Nous marchions à travers les collines, au milieu des fleurs et des buissons épineux. Le paysage était sublime et désert. Tout en bas se situait une petite crique que nous cherchions à atteindre afin de nous y baigner.
Nous y sommes arrivés au bout de trois quarts d’heure. Mer bleue, ciel bleu. Joie imminente du bain. Et soudain, sur la petite plage, un cadavre. Un corps, vêtu d’un t-shirt d’un pull noir et d’un jean, la tête enfouie dans le sable et les algues, le tronc gonflé en train de se putréfier après un long séjour dans l’eau, et des mouches.
Nous avons alerté le propriétaire de la maison où nous séjournions, qui a lui-même alerté la police. L’affaire était banale. Un bateau de migrants avait chaviré à trente milles au nord dix jours auparavant. Dans le secteur, on retrouvait depuis quarante-huit heures des noyés un peu partout. Ça ne méritait pas une enquête.
Nous sommes remontés chez nos hôtes. Le soleil commençait à baisser. La maison était comme le paysage : un sommet de beauté. Une réception était prévue. Les invités n’ont pas tardé à arriver. La nouvelle de la découverte du noyé fit le tour de l’assemblée. « C’est terrible / horrible / affreux ! » Tout le monde a vidé sa coupe de champagne avant de passer à table, et l’on a parlé d’autre chose.
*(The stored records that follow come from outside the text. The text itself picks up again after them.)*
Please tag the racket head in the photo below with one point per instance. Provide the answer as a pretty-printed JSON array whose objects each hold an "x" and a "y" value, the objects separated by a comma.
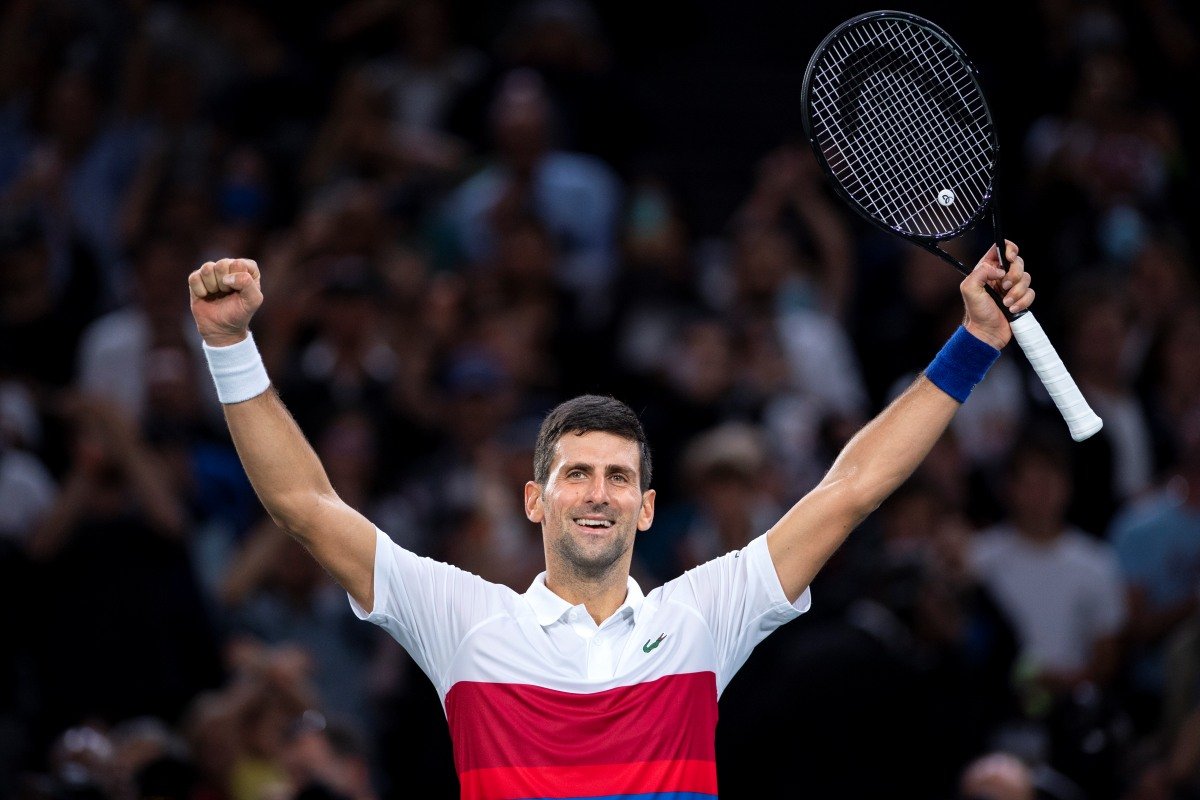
[{"x": 898, "y": 120}]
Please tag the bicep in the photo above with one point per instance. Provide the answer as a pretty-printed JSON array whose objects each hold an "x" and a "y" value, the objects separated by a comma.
[{"x": 343, "y": 541}]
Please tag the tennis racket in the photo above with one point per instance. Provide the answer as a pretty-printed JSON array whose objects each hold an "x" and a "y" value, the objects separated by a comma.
[{"x": 895, "y": 114}]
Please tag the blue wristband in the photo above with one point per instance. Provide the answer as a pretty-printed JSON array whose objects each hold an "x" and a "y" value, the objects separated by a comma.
[{"x": 960, "y": 365}]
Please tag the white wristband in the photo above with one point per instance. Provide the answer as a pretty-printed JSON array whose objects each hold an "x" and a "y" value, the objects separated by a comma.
[{"x": 238, "y": 371}]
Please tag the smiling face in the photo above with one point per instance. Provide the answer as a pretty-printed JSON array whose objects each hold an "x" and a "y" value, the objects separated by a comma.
[{"x": 591, "y": 507}]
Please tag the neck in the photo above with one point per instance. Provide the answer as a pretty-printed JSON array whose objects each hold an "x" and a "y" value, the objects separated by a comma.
[{"x": 601, "y": 596}]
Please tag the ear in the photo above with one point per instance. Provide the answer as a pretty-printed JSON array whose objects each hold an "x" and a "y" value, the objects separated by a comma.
[
  {"x": 646, "y": 513},
  {"x": 534, "y": 510}
]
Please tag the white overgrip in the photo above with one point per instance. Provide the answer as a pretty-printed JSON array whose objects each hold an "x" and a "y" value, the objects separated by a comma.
[{"x": 1081, "y": 420}]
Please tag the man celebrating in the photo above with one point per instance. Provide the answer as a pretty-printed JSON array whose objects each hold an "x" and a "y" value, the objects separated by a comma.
[{"x": 583, "y": 686}]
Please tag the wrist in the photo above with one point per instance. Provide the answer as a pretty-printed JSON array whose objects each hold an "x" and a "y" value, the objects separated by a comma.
[
  {"x": 993, "y": 340},
  {"x": 961, "y": 364},
  {"x": 225, "y": 340},
  {"x": 237, "y": 370}
]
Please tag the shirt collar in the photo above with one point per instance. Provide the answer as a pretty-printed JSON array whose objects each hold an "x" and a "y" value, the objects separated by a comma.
[{"x": 549, "y": 607}]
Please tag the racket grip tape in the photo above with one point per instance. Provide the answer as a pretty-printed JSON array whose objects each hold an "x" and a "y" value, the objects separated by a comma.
[{"x": 1080, "y": 419}]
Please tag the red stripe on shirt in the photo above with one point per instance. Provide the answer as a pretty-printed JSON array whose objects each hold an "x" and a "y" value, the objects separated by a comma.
[
  {"x": 509, "y": 782},
  {"x": 517, "y": 725}
]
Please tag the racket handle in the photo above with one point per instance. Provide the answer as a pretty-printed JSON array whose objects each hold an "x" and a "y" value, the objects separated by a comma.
[{"x": 1081, "y": 420}]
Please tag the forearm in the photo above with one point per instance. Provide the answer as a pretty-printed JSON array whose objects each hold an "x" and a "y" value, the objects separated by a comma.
[
  {"x": 882, "y": 455},
  {"x": 279, "y": 461}
]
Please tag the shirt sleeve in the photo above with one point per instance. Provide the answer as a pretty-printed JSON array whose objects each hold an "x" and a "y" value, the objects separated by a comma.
[
  {"x": 741, "y": 599},
  {"x": 429, "y": 607}
]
Moi aussi.
Moi aussi… Et pour une fois, j’ai regretté mon caractère accommodant et pacifique. J’aurais aimé qu’un imprécateur se lève, pour secouer les consciences et prononcer quelques fortes paroles. Pour s’indigner qu’on puisse voir à sa porte quelqu’un tué par la misère, et enchaîner avec le récit de ses dernières vacances ; qu’on puisse voir un mort de détresse et manger comme si de rien n’était. Pourtant, c’est bien ce qui s’est passé. Pour moi aussi.
Le mort, je m’en suis informé le lendemain, était une jeune Syrienne. Je pense à elle, à ses compagnons de malheur, passés, présents, futurs, à tous ces cadavres qui crient en silence et dérivent sans inquiéter les vivants.
(Ce que je raconte ici s’est produit il y a trois semaines, avant le récent naufrage au large du Péloponnèse d’un chalutier libyen avec sept-cent cinquante personnes entassées à son bord.)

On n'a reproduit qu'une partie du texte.